Senior gardaí were today accused of turning a blind eye to allegations that a top officer wanted to bury an email casting doubt on the credibility of an FBI informant.

Senior gardaí were today accused of turning a blind eye to allegations that a top officer wanted to bury an email casting doubt on the credibility of an FBI informant.

The agent, David Rupert, infiltrated the Real IRA in the late 1990s and helped bring down the leadership, but a court heard claims that Assistant Garda Commissioner Dermot Jennings did not care about terrorism in the North.

The civil action, taken by relatives of those killed in the Omagh bomb, heard British Intelligence agency MI5 was told Mr Jennings wanted to cover up the email sent by Rupert to British Secret Service.

Rupert told his handlers Mr Jennings, then a chief superintendent, was indifferent to terrorism in the north and only cared about the Republic, the court was told.

An MI5 memo claims that if the garda denied the allegation it would make Rupert appear untrustworthy, damaging Real IRA prosecutions, and he asked for it be removed.

Rupert infiltrated the Real IRA in the 1990s and was the main witness in the criminal case leading to the conviction of Michael McKevitt for directing terrorism in August 2003.

McKevitt, the alleged leader of the terrorist group, is being sued by the families of the those killed in the August 1998 atrocity, along with Liam Campbell, said to be his number two, Colm Murphy, Seamus McKenna and Seamus Daly.

All deny any involvement in the bombing.

Barrister Michael O'Higgins today claimed the gardai deliberately ignored the allegation to protect Rupert's credibility.

"This was something that screamed out for investigation and it wasn't," Mr O'Higgins said.

"(I'm) impugning the credibility of An Garda Síochána in turning a blind eye to an allegation that this case could be fixed up in such a way that the rotten credibility of the witness could be protected."

He said the only way the gardaí dealt with the claim was for Mr Jennings to write an eight line rebuttal.

Detective Superintendent Diarmuid O'Sullivan, who was in charge of the investigation into the McKevitt case, denied claims there was a garda cover-up.

Mr O'Higgins also hit out at the way in which Mr Jennings, who was then head of the garda's crime and security branch, failed to follow proper procedures for dealing with informers when holding clandestine meetings with Rupert in 1999.

He said no notes were taken of the conversations yet best international police practice was to keep a record of any information received and assess the source's credibility.

Despite Jennings describing Rupert as a liar, there were no notes from him to suggest this and it was only in meetings with the British Secret Service that such sentiments were recorded, Mr O'Higgins said.

Rupert also claimed to Mr Jennings in 2001 that he was on the Real IRA Army Council, which Mr O'Higgins claimed was a preposterous assumption.

"If it hadn't been for the British Security services writing it down and making it available to the state and Mr McKevitt, we would never have known that Dermot Jennings thought Rupert was a bulls******," Mr O'Higgins said.

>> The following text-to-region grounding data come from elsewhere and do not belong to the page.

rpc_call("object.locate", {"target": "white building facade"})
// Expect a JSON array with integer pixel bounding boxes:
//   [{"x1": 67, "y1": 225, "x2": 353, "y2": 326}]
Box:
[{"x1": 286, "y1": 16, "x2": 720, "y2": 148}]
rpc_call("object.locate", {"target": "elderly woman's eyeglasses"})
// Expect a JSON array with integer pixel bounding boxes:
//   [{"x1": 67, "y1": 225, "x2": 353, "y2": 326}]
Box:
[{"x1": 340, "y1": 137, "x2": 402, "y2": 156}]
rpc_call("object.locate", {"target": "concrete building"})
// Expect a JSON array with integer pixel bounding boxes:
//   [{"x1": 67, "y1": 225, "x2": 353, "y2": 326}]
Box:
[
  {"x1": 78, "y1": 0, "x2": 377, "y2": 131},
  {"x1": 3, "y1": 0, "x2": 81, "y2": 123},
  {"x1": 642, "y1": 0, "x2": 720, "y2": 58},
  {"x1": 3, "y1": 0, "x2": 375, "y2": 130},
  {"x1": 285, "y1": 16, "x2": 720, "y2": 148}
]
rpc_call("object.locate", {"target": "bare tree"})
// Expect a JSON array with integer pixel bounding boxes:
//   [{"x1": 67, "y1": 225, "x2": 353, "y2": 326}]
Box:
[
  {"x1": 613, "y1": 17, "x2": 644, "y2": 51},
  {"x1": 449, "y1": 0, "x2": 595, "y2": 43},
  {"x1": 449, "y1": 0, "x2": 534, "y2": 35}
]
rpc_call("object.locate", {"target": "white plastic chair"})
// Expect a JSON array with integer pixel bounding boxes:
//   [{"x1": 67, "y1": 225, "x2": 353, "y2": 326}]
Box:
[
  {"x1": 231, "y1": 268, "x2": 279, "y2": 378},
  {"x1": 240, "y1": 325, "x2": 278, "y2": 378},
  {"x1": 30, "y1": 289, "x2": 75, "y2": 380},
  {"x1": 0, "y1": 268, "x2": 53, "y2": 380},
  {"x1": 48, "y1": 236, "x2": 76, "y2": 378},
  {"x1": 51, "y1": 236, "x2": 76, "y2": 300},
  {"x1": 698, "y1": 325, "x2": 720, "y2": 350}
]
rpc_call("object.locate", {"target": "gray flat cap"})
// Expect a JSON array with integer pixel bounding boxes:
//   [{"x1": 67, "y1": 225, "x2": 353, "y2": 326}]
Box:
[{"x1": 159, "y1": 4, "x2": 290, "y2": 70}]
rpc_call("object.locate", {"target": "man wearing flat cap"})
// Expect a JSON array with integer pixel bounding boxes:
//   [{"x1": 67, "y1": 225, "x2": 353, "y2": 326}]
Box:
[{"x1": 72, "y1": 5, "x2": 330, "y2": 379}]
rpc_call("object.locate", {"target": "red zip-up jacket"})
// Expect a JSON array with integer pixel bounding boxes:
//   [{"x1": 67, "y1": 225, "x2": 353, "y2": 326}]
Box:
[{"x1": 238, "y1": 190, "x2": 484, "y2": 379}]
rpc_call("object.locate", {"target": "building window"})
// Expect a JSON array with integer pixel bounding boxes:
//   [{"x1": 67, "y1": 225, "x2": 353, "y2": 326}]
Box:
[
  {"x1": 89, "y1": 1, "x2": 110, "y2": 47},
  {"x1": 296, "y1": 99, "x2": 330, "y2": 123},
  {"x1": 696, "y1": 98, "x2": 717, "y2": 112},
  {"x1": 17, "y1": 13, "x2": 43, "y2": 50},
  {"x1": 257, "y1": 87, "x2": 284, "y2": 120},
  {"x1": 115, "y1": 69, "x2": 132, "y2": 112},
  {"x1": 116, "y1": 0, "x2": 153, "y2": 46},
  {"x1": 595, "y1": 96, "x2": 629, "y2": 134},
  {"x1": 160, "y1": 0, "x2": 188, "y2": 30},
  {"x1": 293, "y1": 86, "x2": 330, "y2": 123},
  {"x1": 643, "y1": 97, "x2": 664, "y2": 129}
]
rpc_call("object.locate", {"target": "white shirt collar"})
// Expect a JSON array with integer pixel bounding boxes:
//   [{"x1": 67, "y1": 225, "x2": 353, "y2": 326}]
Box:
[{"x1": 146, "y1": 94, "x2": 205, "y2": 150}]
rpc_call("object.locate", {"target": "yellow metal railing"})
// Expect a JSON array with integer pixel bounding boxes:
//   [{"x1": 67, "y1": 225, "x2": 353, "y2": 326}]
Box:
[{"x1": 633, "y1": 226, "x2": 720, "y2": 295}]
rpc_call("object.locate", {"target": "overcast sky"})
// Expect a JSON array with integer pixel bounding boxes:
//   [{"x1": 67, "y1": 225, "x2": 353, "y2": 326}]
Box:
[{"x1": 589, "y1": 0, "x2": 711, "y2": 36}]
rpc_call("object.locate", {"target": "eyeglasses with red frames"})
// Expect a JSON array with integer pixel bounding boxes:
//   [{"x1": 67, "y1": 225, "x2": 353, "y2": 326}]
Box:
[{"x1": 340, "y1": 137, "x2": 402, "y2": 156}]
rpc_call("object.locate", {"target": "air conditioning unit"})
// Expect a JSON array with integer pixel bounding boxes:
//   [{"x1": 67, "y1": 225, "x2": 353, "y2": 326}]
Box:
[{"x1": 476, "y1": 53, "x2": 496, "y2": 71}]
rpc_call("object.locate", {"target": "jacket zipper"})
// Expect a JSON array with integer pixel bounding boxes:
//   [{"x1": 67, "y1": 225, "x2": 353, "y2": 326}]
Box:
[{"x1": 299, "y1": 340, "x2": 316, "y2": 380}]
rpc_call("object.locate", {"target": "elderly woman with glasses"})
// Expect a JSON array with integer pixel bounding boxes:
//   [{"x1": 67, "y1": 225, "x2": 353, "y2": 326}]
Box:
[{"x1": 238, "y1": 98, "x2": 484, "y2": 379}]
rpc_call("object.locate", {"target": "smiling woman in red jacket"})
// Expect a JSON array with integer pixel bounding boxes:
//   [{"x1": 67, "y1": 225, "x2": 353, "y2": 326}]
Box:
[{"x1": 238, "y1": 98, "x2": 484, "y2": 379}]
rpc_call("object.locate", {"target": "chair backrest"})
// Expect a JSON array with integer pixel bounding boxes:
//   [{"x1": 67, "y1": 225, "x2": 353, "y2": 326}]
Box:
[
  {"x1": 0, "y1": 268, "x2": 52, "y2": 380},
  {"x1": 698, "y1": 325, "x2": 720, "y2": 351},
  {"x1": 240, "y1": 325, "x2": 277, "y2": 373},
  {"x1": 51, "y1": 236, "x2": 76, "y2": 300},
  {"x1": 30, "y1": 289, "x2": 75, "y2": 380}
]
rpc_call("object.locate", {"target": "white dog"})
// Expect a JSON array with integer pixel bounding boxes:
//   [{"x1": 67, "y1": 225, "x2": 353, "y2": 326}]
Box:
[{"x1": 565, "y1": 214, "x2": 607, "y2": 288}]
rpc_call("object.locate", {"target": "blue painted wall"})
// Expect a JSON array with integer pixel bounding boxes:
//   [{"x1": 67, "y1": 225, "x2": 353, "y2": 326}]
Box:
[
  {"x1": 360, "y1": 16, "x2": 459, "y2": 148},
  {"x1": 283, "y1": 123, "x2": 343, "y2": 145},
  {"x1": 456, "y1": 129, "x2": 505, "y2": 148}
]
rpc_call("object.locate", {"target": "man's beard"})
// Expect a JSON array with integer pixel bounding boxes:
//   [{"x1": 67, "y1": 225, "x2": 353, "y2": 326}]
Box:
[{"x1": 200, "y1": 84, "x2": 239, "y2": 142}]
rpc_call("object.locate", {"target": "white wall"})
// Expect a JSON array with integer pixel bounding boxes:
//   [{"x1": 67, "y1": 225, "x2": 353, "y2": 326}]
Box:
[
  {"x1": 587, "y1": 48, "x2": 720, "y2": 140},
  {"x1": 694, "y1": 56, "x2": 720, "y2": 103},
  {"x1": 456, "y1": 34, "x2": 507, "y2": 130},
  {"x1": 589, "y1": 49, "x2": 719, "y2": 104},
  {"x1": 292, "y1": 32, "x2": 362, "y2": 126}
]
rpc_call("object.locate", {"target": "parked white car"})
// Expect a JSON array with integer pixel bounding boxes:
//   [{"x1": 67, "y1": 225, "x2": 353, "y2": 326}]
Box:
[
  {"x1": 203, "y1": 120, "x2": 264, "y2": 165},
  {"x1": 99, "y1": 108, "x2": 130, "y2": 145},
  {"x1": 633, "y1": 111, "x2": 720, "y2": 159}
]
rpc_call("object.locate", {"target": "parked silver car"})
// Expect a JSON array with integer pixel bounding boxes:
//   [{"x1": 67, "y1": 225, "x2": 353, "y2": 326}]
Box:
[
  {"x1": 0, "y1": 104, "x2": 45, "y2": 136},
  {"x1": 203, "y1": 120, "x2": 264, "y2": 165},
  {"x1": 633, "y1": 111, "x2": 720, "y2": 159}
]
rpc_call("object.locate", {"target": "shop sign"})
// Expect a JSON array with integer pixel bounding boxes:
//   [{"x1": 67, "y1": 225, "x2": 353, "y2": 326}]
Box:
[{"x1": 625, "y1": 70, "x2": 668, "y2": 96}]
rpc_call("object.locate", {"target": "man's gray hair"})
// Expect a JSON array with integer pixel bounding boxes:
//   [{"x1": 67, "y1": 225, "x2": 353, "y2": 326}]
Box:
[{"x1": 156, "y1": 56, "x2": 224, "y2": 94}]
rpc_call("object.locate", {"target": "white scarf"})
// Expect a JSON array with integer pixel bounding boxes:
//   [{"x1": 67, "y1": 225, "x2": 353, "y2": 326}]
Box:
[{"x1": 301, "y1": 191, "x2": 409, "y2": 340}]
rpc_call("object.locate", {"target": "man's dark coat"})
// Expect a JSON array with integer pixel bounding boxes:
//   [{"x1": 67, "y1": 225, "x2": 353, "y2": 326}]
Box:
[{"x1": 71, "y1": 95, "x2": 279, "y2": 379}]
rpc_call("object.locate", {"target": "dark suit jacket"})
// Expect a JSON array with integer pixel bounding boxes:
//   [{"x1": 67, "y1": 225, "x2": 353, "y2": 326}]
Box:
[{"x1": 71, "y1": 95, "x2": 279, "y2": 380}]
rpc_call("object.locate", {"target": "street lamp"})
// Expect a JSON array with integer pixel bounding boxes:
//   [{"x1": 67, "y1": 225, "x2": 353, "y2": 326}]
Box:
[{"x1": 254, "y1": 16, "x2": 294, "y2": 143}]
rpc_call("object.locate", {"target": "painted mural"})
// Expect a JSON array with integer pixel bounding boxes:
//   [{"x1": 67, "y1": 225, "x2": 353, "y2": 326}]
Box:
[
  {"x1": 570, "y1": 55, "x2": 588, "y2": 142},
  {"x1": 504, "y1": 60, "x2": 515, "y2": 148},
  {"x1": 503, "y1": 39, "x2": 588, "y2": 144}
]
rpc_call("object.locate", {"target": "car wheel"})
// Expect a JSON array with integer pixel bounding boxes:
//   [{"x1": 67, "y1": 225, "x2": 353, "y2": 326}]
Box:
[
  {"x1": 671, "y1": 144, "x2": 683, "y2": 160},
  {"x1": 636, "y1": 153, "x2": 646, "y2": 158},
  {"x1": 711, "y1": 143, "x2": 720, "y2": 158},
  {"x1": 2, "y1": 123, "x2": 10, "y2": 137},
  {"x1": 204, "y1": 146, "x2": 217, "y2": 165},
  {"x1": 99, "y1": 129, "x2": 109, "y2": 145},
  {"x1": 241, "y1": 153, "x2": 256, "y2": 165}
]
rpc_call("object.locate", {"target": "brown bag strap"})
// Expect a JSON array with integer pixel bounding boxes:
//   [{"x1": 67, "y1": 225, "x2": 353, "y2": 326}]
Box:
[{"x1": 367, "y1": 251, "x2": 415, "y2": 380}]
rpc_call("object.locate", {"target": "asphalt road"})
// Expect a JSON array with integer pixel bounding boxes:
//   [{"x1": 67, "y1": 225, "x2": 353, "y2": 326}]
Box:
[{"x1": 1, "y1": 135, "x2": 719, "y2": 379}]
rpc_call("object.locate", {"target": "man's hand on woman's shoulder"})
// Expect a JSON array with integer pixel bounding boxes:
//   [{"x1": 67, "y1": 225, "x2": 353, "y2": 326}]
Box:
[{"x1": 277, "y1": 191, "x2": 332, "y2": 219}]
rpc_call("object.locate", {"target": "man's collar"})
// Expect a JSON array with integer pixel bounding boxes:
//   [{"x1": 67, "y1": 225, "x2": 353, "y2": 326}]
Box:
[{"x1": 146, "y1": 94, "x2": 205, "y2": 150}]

Mr O'Sullivan said because of Mr Jennings' senior position he may not have noted what Rupert told him because he may not have deemed it important.

McKevitt appealed his 20-year prison sentenced but that was dismissed by the Supreme Court in July.

The groundbreaking civil case is the first time evidence from a case in the North has been heard in the Republic.

Last December, a Belfast judge cleared Sean Hoey, the only man yet charged in direct connection with the car bomb attack, which ripped through the Co Tyrone town, killing 29 people including a woman pregnant with twins.

The case was adjourned to the end of the month.